'Cinderella': a fairy-tale beginning for PNB's new music director Emil de Cou
Emil de Cou, currently the associate conductor of the National Symphony Orchestra in Washington, D.C., takes over the baton from longtime Pacific Northwest Ballet musical director/principal conductor Stewart Kershaw on Feb. 4.
Seattle Times arts writer
'Cinderella'Pacific Northwest Ballet, 7:30 p.m. Feb. 4-5 and 10-12, 2 p.m. Feb. 5 and 12, 1 p.m. Feb. 6 and 13, 6:30 p.m. Feb. 13; McCaw Hall, 321 Mercer St., Seattle; $27-$165 (206-441-2424 or www.pnb.org).
When Pacific Northwest Ballet's production of "Cinderella" opens Friday, a new musical director will be at the podium — for the first time in 27 years.
Emil de Cou, currently the associate conductor of the National Symphony Orchestra in Washington, D.C., takes over the baton from longtime PNB musical director/ principal conductor Stewart Kershaw, who retired at the beginning of the 2009/2010 season. Though not on staff yet — de Cou's tenure officially begins this summer, with conductor/pianist Allan Dameron serving as acting musical director until then — he's here in Seattle this season to conduct "Cinderella" and "Giselle" (in June), getting to know the company dancers and the PNB orchestra.
Originally from Los Angeles, de Cou is now in his ninth season with the NSO, but his background includes much ballet, with eight years at American Ballet Theatre (under Mikhail Baryshnikov, in New York and on tour) and eight with San Francisco Ballet, in the city in which he still lives. He describes his new job as "like a gift from heaven — there are just so few companies of this stature artistically."
There are also very few companies in the U.S. that have their own orchestras. De Cou explained that though more regional ballet companies exist than ever before, few can afford a resident orchestra like PNB's, which is made up of approximately 60 local professional musicians, many of whom also play for the Auburn Symphony Orchestra and other groups.
Mentioning how a colleague at another company told him of the possibility of performing "Giselle" with taped music, de Cou grimaced, describing the idea as "like kissing someone over the phone — it's possible, but it's not very good," he said. "I look forward to letting people know how fortunate we are here."
In the meantime, de Cou is learning to navigate PNB's Lower Queen Anne neighborhood (before his audition last year, he'd never been to Seattle), and immersing himself in Sergei Prokofiev's score for "Cinderella."

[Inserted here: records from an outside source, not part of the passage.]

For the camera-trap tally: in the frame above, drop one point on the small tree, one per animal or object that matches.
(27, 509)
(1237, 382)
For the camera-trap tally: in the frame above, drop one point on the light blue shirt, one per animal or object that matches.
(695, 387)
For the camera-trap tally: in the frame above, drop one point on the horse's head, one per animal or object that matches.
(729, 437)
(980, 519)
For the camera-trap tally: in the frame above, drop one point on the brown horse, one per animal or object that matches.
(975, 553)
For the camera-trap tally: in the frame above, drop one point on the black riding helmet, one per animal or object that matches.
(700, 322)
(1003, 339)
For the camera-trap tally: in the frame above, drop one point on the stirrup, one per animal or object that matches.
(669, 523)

"That's a great score," he said. "People know [Prokofiev's] 'Romeo and Juliet,' but you don't hear 'Cinderella' very often."
De Cou points out that this version, choreographed in 1994 by former PNB artistic director Kent Stowell, is musically unique. It includes, along with the ballet score, other music by Prokofiev: incidental music from the play "Eugene Onegin," an excerpt from the opera "A Love for Three Oranges," and other works.

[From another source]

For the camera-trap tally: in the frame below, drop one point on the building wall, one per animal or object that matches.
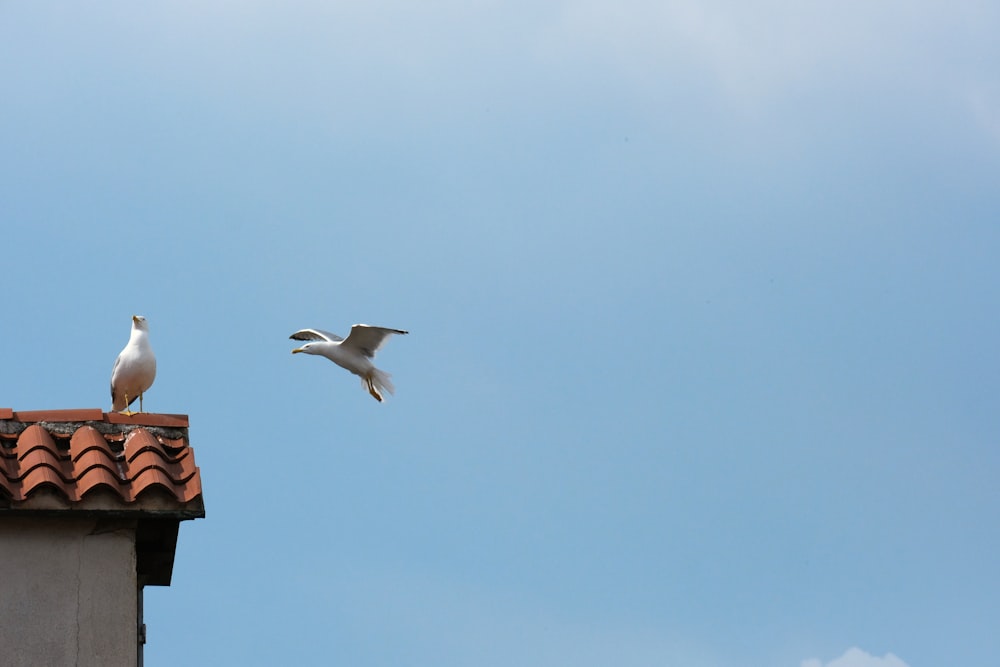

"Kent wanted to have lighter moments, brighter moments," said de Cou, noting that the "Cinderella" score was written around the time of World War II. "It's a stunningly beautiful piece, but it can be very dark, very melancholy."

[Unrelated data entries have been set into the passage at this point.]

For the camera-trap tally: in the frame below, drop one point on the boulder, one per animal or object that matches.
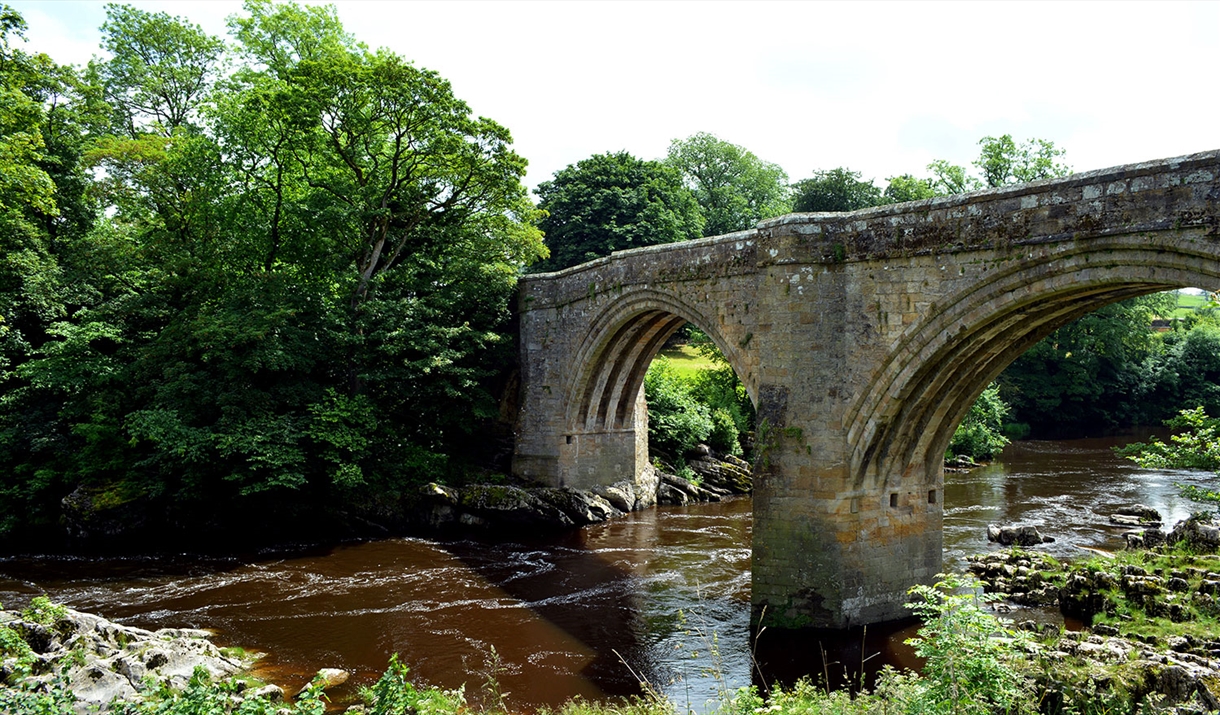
(685, 491)
(620, 494)
(1199, 532)
(1142, 511)
(332, 676)
(103, 661)
(1146, 538)
(1020, 536)
(503, 504)
(730, 477)
(582, 508)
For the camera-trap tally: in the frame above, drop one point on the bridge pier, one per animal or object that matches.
(863, 339)
(828, 553)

As music director for the company, de Cou's duties extend beyond the podium: he'll be kept busy with studio rehearsals, auditions, meetings and assisting the company's other artistic staff with any issues pertaining to music. Clearly passionate about the importance of the arts to a community, he looks forward to getting involved in educational outreach, as he's done for the NSO, to bring in new audience members. Ballet can, he says, "in difficult times, make people's lives better, happier, freer, lighter."